OF all my genetic imperfections, my allergy to alcoholic ferments is one my mother is actually happy that I have. Unfortunately, she has also instilled in me much tenacity and perseverance to test my limits and push boundaries. Taurean, erm, let’s say steadfastness and a good understanding of the mechanisms of physiology and of antihistamines allow me through particularly reactive bouts of the Asian Flush.
Now don’t get me wrong. I’ve never been into the bottle. Fact is I’m a late adapter to the drink and it has come along the pursuit of finer appreciation of food more than anything. I’ll admit getting further along in age, time and having to play more “dodge-bull” on a daily basis has necessitated a little toss back here and there. The attenuation to the more bitter gradients of the drink has also opened up my palate to what used to be imperceptible notes and flavors: epiphanies.
The drink of subject here is the rum, an Asian variant at that — so called as it is produced in the region and with local sugarcane. It’s surprising to note that one local brand thoroughly identified with our hoi polloi is one dark horse on the world rum stage.After a successful international release, the globally clamored for Tanduay Asian Rum is now in store on our own shores. Its partnership with a local celebrity furniture designer “highlights the Philippine’s world class recognition as the two join to demonstrate talent that is crafted to perfection.”

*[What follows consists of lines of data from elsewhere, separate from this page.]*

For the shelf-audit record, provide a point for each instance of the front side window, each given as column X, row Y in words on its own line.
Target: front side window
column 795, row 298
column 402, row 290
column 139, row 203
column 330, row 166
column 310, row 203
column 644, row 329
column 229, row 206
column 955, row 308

The Silver variant has a light straw color indicative of its lighter flavor. The silky, medium-bodied liquid teetering to sweet offers a good slate for mixers. Toasted caramel and coconut waft to the nose followed by a silky smooth, medium-bodied texture in the Gold one. Woodsy vanilla and tropical fruit in the taste is finished by nutty flavors with a peppery zing.

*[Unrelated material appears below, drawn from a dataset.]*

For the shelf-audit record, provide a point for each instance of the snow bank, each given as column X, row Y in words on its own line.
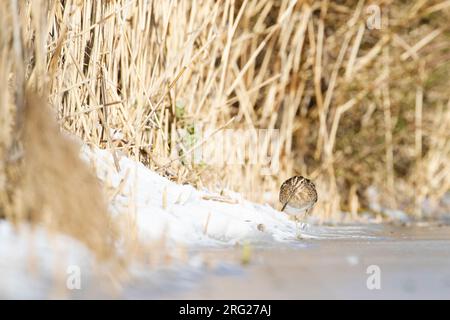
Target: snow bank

As with solids, I’d also much rather be on the consumer end for libations. I offered my Silver and Golds to my friend Jan to play with and he returned the favor with these liquid gems.
Silver Asian Rum hosts a dance off between raspberry and green apple syrup with lime juice both rudely cutting in and joining the sequence.
Bittersweet coffee and buttery flavors from a coffee liqueur offset the fruit and give it a creamy texture. A Maraschino cherry makes for a tasty visual pop on the otherwise dark solution.
The tropical fruit in the Gold Asian Rum is echoed in mango juice and the caramel in hot simple syrup. Club soda brightens the drink while a black pepper, cayenne and salt rim play an interesting flavor enhancement. A roasted chili pepper garnish finishes the cocktail with a smoky extension to the spicy punctuations.
Orange flavors layer on one another from bergamot in the Earl Grey Tea to the darker notes from Grand Marnier on the subtle fruit of the Gold Asian Rum all pushed forward with a splash of lime juice. The woody base flavor of the tea lends it a refinement both in mouthfeel and feels.